Important Additional Information Has Been Filed with the Securities and Exchange Commission ("SEC")
The tender offer described in this news release has commenced, but this news release is neither an offer to purchase nor a solicitation of an offer to sell shares of MGI PHARMA, Inc.'s common stock. INVESTORS AND SECURITY HOLDERS ARE URGED TO READ BOTH THE TENDER OFFER STATEMENT AND THE SOLICITATION/RECOMMENDATION STATEMENT REGARDING THE TENDER OFFER BECAUSE THEY CONTAIN IMPORTANT INFORMATION. The tender offer statement has been filed by Eisai Co., Ltd., Eisai Corporation of North America and Jaguar Acquisition Corp. with the SEC, and the solicitation/recommendation statement has been filed by MGI PHARMA, Inc. with the SEC. Investors and security holders may obtain a free copy of these statements and other documents filed by Eisai Co., Ltd., Eisai Corporation of North America and Jaguar Acquisition Corp. or MGI PHARMA, Inc. with the SEC at the website maintained by the SEC at www.sec.gov. The tender offer statement and related materials, solicitation/recommendation statement, and such other documents may be obtained for free by directing such requests to Georgeson Inc., the information agent for the tender offer, at 1-212-440-9800 for banks and brokers or 1-888-605-7543 for shareholders and all others.
About Eisai Co., Ltd.
Eisai Co., Ltd. is a research-based human health care (hhc) company that discovers, develops and markets products throughout the world. Eisai focuses its efforts in three therapeutic areas: integrative neuroscience, including neurology and psychiatric medicines; gastrointestinal disorders; and integrative oncology, including oncotherapy and supportive-care treatments. Through a global network of research facilities, manufacturing sites and marketing affiliates, Eisai actively participates in all aspects of the worldwide healthcare system. Eisai forecasts group sales of Y=739 billion in FY2007. More than 50% of the group sales are derived from businesses outside of Japan.

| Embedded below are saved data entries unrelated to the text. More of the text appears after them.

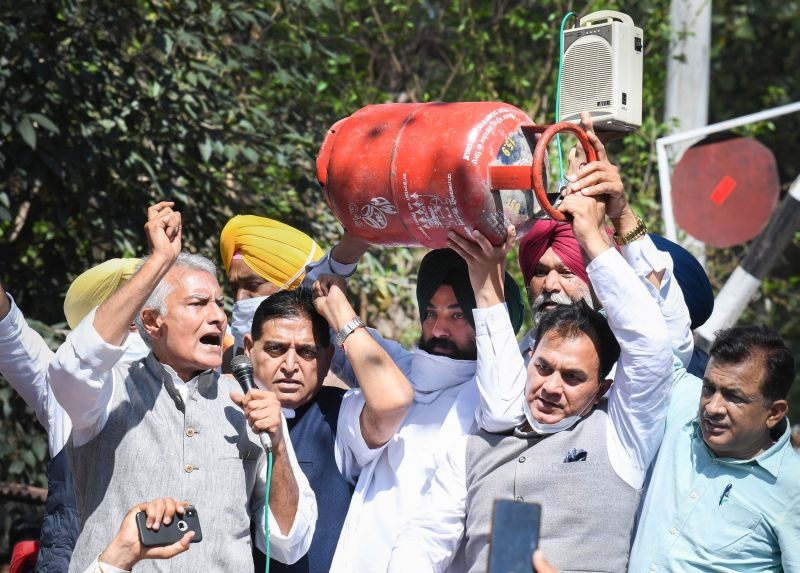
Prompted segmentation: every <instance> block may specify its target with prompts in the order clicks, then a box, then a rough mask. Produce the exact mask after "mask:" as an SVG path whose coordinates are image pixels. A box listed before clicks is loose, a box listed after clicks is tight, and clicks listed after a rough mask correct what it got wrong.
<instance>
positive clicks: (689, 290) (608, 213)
mask: <svg viewBox="0 0 800 573" xmlns="http://www.w3.org/2000/svg"><path fill="white" fill-rule="evenodd" d="M582 123H583V125H584V127H585V128H586V132H587V136H588V137H589V141H590V143H591V144H592V146H593V147H594V149H595V152H596V154H597V161H594V162H592V163H588V164H584V165H580V164H579V160H580V158H577V159H576V156H575V152H574V151H573V153H572V155H571V170H573V171H574V173H573V174H571V175H570V176H569V180H570V184H569V191H570V193H578V194H580V195H582V196H586V197H596V198H601V197H602V198H603V199H604V201H605V206H604V208H602V209H600V210H599V211H598V215H599V216H600V220H601V221H604V220H605V215H606V214H607V215H608V217H609V219H610V220H611V223H612V225H613V227H614V231H615V233H614V235H613V241H611V238H610V237H608V234H607V233H608V231H607V230H606V229H605V228H604V230H603V236H604V238H605V240H606V241H607V242H609V243H612V242H613V243H616V247H617V248H618V249H619V251H620V253H621V254H622V256H623V258H624V259H625V260H626V261H627V263H628V264H629V265H630V267H632V268H633V271H634V273H635V275H636V277H637V279H638V280H639V281H640V282H642V283H643V284H644V286H645V287H646V288H647V290H648V292H649V293H650V295H651V296H652V297H653V299H654V300H656V301H657V303H658V305H659V308H660V309H661V314H662V316H663V318H664V320H665V321H666V323H667V328H668V331H669V333H670V336H671V338H672V348H673V352H674V353H675V354H676V356H678V357H679V358H680V360H681V362H682V363H683V364H684V365H689V363H690V360H691V359H692V352H693V346H694V341H693V339H692V334H691V331H690V326H691V327H692V328H696V327H697V326H699V325H700V324H702V323H703V322H705V320H706V319H707V318H708V317H709V316H710V315H711V310H712V309H713V302H714V297H713V293H712V291H711V285H710V283H709V281H708V278H707V277H706V275H705V271H704V270H703V268H702V267H701V266H700V264H699V263H698V262H697V261H696V260H695V259H694V257H692V255H691V254H689V253H688V252H687V251H686V250H685V249H683V248H682V247H680V246H678V245H676V244H674V243H671V242H669V241H666V240H665V239H661V238H660V237H657V238H656V240H657V241H659V245H660V246H661V248H663V249H664V250H659V248H657V247H656V244H655V243H654V241H653V239H652V238H651V237H650V236H649V235H648V234H647V228H646V226H645V224H644V222H643V221H642V219H641V218H639V217H638V216H637V215H636V214H634V213H633V211H632V210H631V207H630V205H629V204H628V201H627V197H626V195H625V191H624V187H623V185H622V180H621V178H620V176H619V173H618V170H617V168H616V167H614V166H613V165H612V164H611V163H610V162H609V160H608V156H607V154H606V151H605V148H604V146H603V144H602V143H601V141H600V139H599V138H598V137H597V135H595V133H594V132H593V131H592V124H591V119H590V118H588V117H586V116H584V117H583V118H582ZM673 257H674V260H673ZM519 264H520V268H521V270H522V275H523V278H524V280H525V284H526V288H527V291H528V301H529V303H530V308H531V313H532V315H533V319H534V322H535V323H536V325H538V324H539V323H540V322H541V320H542V317H543V315H544V314H545V313H547V312H548V311H551V310H552V309H554V308H555V307H556V306H557V305H564V304H574V303H576V302H578V301H584V302H586V303H587V304H588V305H589V306H590V307H593V308H600V305H599V302H598V301H596V300H595V297H594V296H593V293H592V289H591V286H590V283H589V279H588V272H587V266H588V265H587V262H586V260H585V256H584V251H583V248H582V247H581V245H580V243H579V242H578V241H577V239H576V237H575V236H574V234H573V229H572V226H571V225H570V224H569V223H559V222H557V221H553V220H540V221H536V223H535V224H534V225H533V227H532V229H531V230H530V231H528V233H527V234H526V235H525V236H524V237H523V238H522V240H521V241H520V246H519ZM682 285H683V286H684V287H685V288H684V289H683V290H682V288H681V287H682ZM687 306H688V309H687ZM687 310H688V312H687ZM480 312H481V313H488V312H489V311H487V310H481V311H480ZM487 316H488V315H487ZM536 325H534V328H532V329H531V331H529V332H528V333H527V334H526V335H525V336H524V337H523V339H522V341H521V342H520V343H519V353H521V354H522V357H523V360H520V359H519V355H518V354H517V352H516V349H515V348H514V347H513V345H512V343H513V340H512V337H510V336H509V334H508V332H507V331H506V330H505V328H506V327H505V324H504V323H503V321H498V320H496V319H492V318H491V317H490V316H489V318H488V319H487V320H486V328H485V329H482V332H483V333H484V335H483V336H479V337H478V345H479V348H480V347H483V351H484V352H485V353H486V354H487V355H492V356H493V359H491V360H487V361H486V362H485V364H486V367H485V368H483V369H481V370H480V372H479V375H478V377H477V380H478V388H479V389H480V409H479V411H478V414H477V419H478V425H479V426H480V427H481V428H482V429H484V430H487V431H489V432H505V431H509V430H512V429H513V428H515V427H517V426H519V425H520V424H522V423H524V421H525V413H524V411H523V409H522V405H523V403H524V400H523V399H522V397H523V394H524V386H525V382H524V381H525V379H526V377H527V373H526V369H527V366H528V363H529V361H530V357H531V355H532V349H533V347H534V346H535V343H536V340H535V337H534V334H535V332H536ZM501 339H502V340H504V341H505V340H508V341H509V342H508V343H506V342H503V343H497V342H496V341H497V340H501ZM492 341H495V342H492Z"/></svg>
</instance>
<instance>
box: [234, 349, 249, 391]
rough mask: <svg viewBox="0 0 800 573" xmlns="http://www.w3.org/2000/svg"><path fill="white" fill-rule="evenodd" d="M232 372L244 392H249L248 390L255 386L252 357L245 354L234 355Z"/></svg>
mask: <svg viewBox="0 0 800 573" xmlns="http://www.w3.org/2000/svg"><path fill="white" fill-rule="evenodd" d="M231 372H233V376H234V378H236V381H237V382H238V383H239V386H241V387H242V393H244V394H247V391H248V390H250V389H251V388H252V387H253V362H252V361H251V360H250V357H249V356H245V355H244V354H240V355H239V356H234V357H233V360H231Z"/></svg>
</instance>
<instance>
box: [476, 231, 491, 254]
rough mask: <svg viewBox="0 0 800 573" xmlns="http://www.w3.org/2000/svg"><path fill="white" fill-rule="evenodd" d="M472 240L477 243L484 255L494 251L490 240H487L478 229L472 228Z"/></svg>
mask: <svg viewBox="0 0 800 573" xmlns="http://www.w3.org/2000/svg"><path fill="white" fill-rule="evenodd" d="M472 240H473V242H474V244H477V245H478V247H480V249H481V251H482V252H483V254H484V255H485V256H491V255H492V252H493V251H494V245H492V242H491V241H490V240H489V238H488V237H487V236H486V235H484V234H483V233H481V232H480V231H479V230H478V229H473V231H472Z"/></svg>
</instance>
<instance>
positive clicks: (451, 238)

About Eisai Corporation of North America
Eisai Corporation of North America is a wholly owned subsidiary of Eisai Co., Ltd. and supports the activities of its operating companies in North America. These operating companies include: Eisai Research Institute of Boston, Inc., a discovery operation with strong organic chemistry capabilities; Morphotek, Inc., a biopharmaceutical company specializing in the development of therapeutic monoclonal antibodies; Eisai Medical Research Inc., a clinical development group; Eisai Inc., a commercial operation with manufacturing and marketing/sales functions; and Eisai Machinery U.S.A., which markets and maintains pharmaceutical manufacturing machinery.
Forward Looking Statement
Certain statements contained in this news release, including without limitation expectations as to future sales and operating results, constitute "forward-looking statements" within the meaning of the Private Securities Litigation Reform Act of 1995. Forward-looking statements in this news release include statements regarding the expected timing of the completion of the transaction. Words such as "expects," "anticipates," "forecasts", and similar expressions are intended to identify such forward-looking statements. We will not undertake and specifically decline any obligation to update or correct any forward-looking statements to reflect events or circumstances after the date of such statements or to reflect the occurrence of anticipated or unanticipated events.